Individual species are unevenly distributed throughout even the most homogeneous deposit due to paleoenvironmental and geographic variation, as well as simple chance. It has been suggested by some workers that very diverse fossil deposits, such as some of those from the Gulf and Atlantic Coastal Plains of North America, can not be adequately sampled for paleocommunity studies without taking enormous collections. However, because of patchiness in the occurrence of paleocommunities and variation in single paleoenvironmental settings, entire formations can never be sampled adequately by digging one hole at one horizon at one locality. However, with a more involved sampling scheme it is possible to adequately analyze the diversity patterns within and between paleocommunities .
As an example, samples were taken at closely spaced stratigraphic levels from several members of the Yorktown Formation at several localities in Virginia. The fossil mollusks in each sample were identified to the species level, and the diversities tabulated. Statistically coherent groups of samples were identified using factor analysis. Each group contained samples from the same stratigraphic interval, and represents one paleoenvironment or sub-environment. For the Yorktown Formation, a combination of the three most diverse samples within each group was usually sufficient to characterize the diversity of lower diversity groups (15-30 species), while four samples were required for higher diversity groups (50-60 species). Additional samples yielded only a few new rare species (<5%) or none at all.

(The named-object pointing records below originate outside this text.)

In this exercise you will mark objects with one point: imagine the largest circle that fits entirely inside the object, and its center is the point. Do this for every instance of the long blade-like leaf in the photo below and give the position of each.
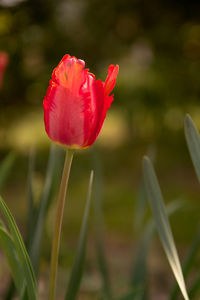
(77, 271)
(188, 264)
(9, 250)
(99, 227)
(21, 251)
(35, 239)
(5, 168)
(139, 278)
(159, 212)
(193, 142)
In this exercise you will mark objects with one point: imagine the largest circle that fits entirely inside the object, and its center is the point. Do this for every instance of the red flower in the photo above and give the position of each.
(76, 104)
(3, 64)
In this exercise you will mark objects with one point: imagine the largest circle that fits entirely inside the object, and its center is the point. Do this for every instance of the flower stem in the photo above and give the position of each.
(58, 223)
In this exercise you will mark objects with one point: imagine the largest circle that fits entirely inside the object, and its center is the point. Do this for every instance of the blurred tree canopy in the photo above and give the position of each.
(156, 44)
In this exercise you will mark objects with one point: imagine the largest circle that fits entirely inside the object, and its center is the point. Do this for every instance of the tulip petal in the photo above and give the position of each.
(102, 104)
(70, 73)
(63, 115)
(111, 79)
(76, 104)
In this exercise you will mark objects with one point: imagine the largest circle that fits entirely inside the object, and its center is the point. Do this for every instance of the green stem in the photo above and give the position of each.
(58, 223)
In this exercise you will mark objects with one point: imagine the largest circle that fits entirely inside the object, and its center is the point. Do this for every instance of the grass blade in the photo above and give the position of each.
(21, 251)
(193, 142)
(30, 198)
(139, 280)
(99, 227)
(195, 287)
(188, 264)
(9, 250)
(77, 271)
(159, 212)
(5, 168)
(36, 236)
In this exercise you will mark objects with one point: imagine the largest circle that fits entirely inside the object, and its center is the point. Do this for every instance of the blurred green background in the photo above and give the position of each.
(157, 46)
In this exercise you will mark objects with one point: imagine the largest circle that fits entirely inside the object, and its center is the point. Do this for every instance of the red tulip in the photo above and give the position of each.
(76, 104)
(3, 64)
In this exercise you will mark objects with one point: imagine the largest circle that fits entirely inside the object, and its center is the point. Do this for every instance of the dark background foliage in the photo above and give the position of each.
(157, 46)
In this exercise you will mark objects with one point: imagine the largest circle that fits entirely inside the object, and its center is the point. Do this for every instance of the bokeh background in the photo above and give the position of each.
(157, 46)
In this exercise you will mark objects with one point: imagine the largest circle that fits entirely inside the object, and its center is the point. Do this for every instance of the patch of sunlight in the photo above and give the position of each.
(114, 132)
(174, 118)
(194, 111)
(144, 125)
(28, 132)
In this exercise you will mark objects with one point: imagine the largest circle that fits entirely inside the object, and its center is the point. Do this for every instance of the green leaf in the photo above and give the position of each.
(21, 251)
(77, 271)
(188, 266)
(193, 142)
(31, 218)
(195, 287)
(5, 168)
(99, 227)
(36, 235)
(139, 278)
(9, 250)
(159, 212)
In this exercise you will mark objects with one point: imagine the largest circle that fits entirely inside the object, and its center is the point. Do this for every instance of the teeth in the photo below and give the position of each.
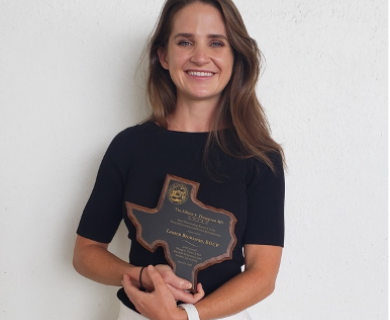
(200, 74)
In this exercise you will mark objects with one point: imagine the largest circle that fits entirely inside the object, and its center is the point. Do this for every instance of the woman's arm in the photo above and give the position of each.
(92, 260)
(248, 288)
(245, 290)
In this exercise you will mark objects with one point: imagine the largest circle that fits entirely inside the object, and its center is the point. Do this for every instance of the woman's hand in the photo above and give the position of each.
(157, 305)
(178, 286)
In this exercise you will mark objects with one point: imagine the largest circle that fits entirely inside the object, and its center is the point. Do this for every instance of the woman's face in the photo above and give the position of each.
(198, 56)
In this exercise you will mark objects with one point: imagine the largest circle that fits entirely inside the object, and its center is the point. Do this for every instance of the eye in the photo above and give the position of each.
(184, 43)
(217, 44)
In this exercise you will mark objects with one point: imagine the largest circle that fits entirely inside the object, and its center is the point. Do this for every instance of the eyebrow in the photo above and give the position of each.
(190, 35)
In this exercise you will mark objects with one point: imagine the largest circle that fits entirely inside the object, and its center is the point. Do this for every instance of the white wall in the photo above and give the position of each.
(67, 87)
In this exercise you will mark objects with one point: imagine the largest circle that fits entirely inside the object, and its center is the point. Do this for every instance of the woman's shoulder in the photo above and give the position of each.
(136, 133)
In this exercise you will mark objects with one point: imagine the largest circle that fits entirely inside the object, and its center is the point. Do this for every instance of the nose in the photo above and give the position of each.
(200, 56)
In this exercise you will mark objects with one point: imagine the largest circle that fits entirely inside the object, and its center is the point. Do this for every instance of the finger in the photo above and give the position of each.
(156, 278)
(178, 282)
(200, 294)
(132, 292)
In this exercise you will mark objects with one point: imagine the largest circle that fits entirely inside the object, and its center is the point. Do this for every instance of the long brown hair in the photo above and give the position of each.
(238, 107)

With the addition of samples from more sub-environments from either different localities or different stratigraphic intervals at the same locality, a large percentage of the total number of species described from the Yorktown Formation can be collected.
Each sub-environment at each locality yields a limited number of species, regardless of how many samples are taken, or how large the samples are. In order to collect a large percentage of the several hundred species described from the Yorktown formation, bulk samples of the total suite of contained sub-environments need to be taken at several different geographic locations.
The same should be true for other stratigraphic units. Complete characterization of the fauna from a single paleoenvironment or sub-environment is possible with limited geographic sampling. Characterization of an entire stratigraphic unit requires that all contained sub-environments be sampled, but not that enormous individual samples need to be taken. The total aggregate sample size needed to characterize a particular local sub-environment will vary with the total contained diversity, but by replicate sampling it is possible to characterize the diversity.